The Scientific Computing Division conducted three surveys in the spring of 2001:
· A general survey of SCD computer users on the services offered by SCD
· A survey of NCAR Command Language (NCL) users
· A survey of users of SCD-provided research data
Brief descriptions of the survey population and the demographics of the respondents are given below, followed by the survey findings. A copy of each survey, detailed analyses and charts, and responses from users to open-ended questions are contained in Sections 2, 3, and 4 of this booklet.
We requested and received candid responses to our questions. Respondents were asked to elaborate on their responses via the open-ended questions, especially if they were dissatisfied with a service. The input we received will have a large impact on our future planning.
SCD surveyed 287 users of SCD computers. This included 91 principal investigators, 193 lead users from projects using 100 General Accounting Units (GAUs) or more during the calendar year 2000, plus 111 researchers who had used 500 GAUs or more during calendar year 2000. After accounting for people in more than one category, we were left with 287 unique individuals.
One hundred thirty-eight users responded, yielding a 48% response rate after one follow-up email to those who had not responded by the deadline. Forty percent of the respondents work for a university or attend a university and 35% are located at a university, 36% are UCAR/NCAR employees or visitors, 7% are affiliated with another type of organization, and 17% did not respond to any of the demographic questions.
Eighty-two percent of the respondents personally use SCD computing facilities. The other respondents supervised users of the SCD computing facility. Sixty-two percent of the respondents said they had used 500 GAUs or more during a 12-month period since 1998. Ninety-seven percent of the respondents had used SCD computing facilities during 2000, the last full year during the review period.
For the NCL survey, SCD surveyed 256 potential NCL users. These included people who had subscribed to the ncl-talk email list, people who had downloaded NCL from the web, people who attended an NCL workshop, and people who had contacted us with NCL questions. After accounting for people in more than one category, we were left with 256 unique individuals.

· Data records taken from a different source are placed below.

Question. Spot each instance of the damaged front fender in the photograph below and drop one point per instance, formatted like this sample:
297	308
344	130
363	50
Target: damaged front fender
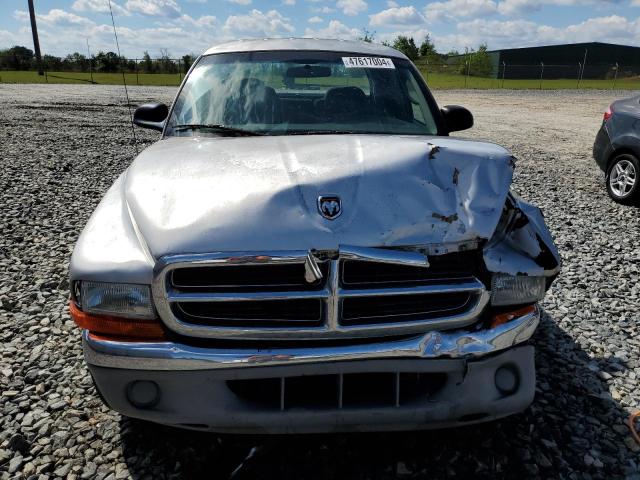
522	243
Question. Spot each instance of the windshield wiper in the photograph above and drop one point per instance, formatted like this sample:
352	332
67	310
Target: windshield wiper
322	132
238	132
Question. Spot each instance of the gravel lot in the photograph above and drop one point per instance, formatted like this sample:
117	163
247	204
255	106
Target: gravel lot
62	146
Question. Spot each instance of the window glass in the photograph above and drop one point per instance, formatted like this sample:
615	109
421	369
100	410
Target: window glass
303	92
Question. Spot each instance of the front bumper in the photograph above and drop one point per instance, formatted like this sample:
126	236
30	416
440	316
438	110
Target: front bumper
602	148
193	383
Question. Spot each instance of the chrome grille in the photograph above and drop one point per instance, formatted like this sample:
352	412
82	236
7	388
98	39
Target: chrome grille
355	292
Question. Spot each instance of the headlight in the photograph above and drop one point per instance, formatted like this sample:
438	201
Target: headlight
516	290
117	299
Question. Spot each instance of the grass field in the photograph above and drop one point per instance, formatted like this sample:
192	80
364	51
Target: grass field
436	80
161	79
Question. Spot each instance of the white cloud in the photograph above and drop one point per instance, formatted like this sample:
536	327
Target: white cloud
325	9
520	7
205	21
258	24
154	8
21	15
523	33
98	6
60	17
449	9
351	7
335	29
397	16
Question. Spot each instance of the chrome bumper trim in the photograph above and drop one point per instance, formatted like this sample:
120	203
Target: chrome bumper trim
432	345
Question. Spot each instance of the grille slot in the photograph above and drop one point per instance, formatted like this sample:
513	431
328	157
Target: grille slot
260	313
402	308
269	276
339	391
362	292
452	266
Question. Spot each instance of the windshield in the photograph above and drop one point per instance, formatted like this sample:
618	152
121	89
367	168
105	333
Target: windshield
301	92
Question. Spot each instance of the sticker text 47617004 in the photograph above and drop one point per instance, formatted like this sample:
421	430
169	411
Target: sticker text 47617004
367	62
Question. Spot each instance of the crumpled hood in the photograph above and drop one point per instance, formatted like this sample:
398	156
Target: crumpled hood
197	195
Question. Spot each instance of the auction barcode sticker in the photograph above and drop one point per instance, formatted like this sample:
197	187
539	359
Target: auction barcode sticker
367	62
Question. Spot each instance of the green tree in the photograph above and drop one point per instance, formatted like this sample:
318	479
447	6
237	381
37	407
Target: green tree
16	58
187	61
76	62
147	63
479	62
406	45
107	62
427	48
367	36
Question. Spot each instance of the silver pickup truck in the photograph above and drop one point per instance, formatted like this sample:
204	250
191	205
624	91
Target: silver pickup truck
305	249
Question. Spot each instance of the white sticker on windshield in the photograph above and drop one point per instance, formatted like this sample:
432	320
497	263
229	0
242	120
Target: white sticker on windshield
367	62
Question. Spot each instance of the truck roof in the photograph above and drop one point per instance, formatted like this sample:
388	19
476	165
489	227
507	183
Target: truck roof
269	44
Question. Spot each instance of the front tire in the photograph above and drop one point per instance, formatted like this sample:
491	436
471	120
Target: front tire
623	184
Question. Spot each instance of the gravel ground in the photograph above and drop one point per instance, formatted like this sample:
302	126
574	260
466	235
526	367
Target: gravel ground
62	146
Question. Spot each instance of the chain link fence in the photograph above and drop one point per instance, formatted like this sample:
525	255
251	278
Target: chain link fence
540	75
109	69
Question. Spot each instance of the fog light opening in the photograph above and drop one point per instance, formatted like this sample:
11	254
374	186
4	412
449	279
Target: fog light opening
143	393
507	380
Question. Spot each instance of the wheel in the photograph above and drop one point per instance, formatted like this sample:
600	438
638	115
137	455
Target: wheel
622	179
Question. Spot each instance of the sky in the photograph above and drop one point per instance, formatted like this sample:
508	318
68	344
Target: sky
191	26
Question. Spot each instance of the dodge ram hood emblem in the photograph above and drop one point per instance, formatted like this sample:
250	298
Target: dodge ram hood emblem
329	206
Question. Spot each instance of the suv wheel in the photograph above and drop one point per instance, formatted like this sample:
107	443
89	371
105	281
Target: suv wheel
622	179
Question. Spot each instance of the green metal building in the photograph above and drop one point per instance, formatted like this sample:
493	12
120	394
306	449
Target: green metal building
592	60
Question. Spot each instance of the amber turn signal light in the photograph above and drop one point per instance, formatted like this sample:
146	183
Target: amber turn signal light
503	318
112	327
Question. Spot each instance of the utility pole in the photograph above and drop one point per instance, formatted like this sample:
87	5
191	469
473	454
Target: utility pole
89	58
36	42
584	64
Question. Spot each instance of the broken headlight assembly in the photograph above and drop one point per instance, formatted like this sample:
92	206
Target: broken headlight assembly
117	299
516	289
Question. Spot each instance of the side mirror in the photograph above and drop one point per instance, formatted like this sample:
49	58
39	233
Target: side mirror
151	115
457	118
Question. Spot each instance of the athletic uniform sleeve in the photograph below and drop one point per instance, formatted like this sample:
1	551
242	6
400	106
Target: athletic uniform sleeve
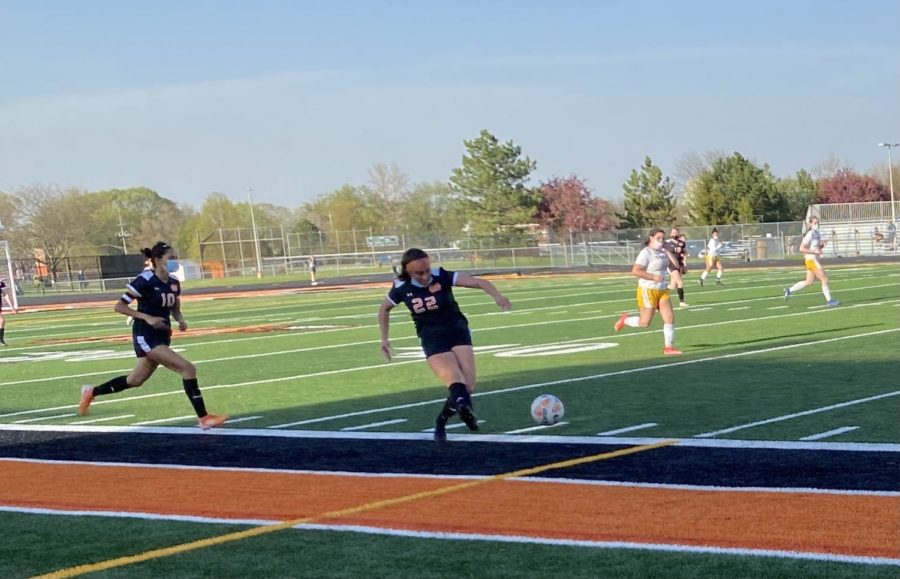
135	290
445	277
643	258
395	296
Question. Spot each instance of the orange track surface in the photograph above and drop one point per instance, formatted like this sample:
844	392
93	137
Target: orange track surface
837	524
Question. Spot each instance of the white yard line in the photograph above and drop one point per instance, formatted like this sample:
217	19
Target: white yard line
798	414
107	419
374	424
164	420
241	419
491	438
45	418
627	429
830	433
534	428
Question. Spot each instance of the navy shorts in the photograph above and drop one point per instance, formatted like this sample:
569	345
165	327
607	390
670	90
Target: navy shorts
444	338
146	340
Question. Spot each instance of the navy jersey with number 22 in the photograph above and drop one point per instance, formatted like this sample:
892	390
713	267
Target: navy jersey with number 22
155	297
431	306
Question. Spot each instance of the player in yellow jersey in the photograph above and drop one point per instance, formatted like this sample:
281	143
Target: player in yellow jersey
650	268
712	258
811	247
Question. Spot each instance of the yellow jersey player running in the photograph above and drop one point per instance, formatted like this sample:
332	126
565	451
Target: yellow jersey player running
650	268
712	258
811	247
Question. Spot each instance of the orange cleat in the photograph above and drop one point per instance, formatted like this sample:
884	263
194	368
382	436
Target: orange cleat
87	396
212	421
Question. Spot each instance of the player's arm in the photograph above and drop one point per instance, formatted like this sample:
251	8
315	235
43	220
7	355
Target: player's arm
123	306
805	248
384	321
487	287
178	316
640	270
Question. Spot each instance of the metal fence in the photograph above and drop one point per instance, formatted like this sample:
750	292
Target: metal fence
232	253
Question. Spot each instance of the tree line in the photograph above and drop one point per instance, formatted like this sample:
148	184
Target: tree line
490	193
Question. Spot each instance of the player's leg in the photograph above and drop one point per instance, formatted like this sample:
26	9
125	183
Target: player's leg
668	316
678	285
810	276
446	366
708	266
141	373
465	356
645	312
168	358
820	274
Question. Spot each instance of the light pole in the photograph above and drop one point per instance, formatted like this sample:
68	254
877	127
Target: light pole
122	233
890	146
255	235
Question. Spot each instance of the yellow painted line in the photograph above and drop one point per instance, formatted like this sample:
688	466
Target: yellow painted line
370	506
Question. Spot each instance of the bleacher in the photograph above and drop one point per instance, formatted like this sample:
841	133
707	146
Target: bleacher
849	228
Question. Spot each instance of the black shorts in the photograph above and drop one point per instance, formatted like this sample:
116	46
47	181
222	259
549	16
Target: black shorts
682	269
146	340
444	338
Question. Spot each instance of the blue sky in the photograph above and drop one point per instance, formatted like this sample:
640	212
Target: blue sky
295	98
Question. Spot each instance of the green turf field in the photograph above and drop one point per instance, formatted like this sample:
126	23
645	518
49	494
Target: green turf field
754	368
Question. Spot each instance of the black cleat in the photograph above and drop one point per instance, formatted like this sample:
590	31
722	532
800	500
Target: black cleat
467	416
440	432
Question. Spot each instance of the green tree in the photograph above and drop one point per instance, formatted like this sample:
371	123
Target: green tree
735	190
799	193
492	183
431	209
648	198
54	224
145	215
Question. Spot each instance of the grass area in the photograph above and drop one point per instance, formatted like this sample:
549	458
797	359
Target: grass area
749	357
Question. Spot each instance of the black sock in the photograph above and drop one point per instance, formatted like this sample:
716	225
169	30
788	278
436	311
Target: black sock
117	384
448	410
192	389
458	393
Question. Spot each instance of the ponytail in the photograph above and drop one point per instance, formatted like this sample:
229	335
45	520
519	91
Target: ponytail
409	256
156	252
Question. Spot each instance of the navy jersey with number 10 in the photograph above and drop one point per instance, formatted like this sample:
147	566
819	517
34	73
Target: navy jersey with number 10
432	305
155	297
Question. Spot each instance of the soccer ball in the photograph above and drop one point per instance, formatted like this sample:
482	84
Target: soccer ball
547	409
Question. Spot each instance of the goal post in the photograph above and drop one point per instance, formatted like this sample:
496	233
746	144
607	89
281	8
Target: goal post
6	272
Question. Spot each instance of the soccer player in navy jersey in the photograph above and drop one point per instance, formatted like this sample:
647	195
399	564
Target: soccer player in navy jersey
158	296
442	329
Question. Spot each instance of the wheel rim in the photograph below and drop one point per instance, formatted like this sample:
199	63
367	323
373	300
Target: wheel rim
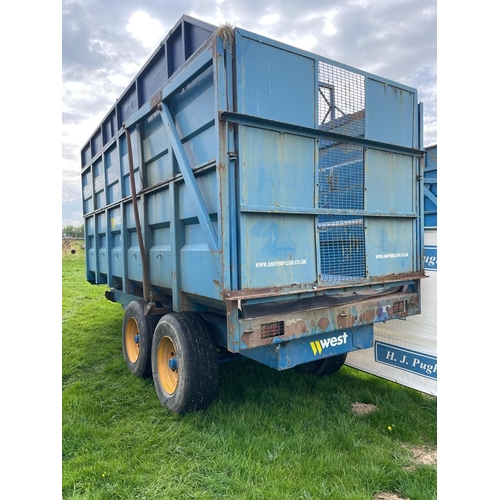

Forty-nine NCL users responded, yielding a 19% response rate after one follow-up email to those who had not responded by the deadline. Of these 49 respondents, 8 replied that they had never used NCL, so only 41 people actually filled out the rest of the survey. Of these 41 respondents, 46% of them work for a university or attend a university, 32% are UCAR/NCAR employees or visitors, and 22% are affiliated with another type of organization.
Sixty-six percent of the respondents personally use SCD computing facilities, 29% do not use the facilities, and 5% did not respond.
For the survey on SCD’s research datasets, we surveyed 191 people. This list included researchers who ordered datasets from SCD’s Data Support Section (DSS) or downloaded data from the DSS data server during calendar year 2000. The survey was sent to U.S. users only.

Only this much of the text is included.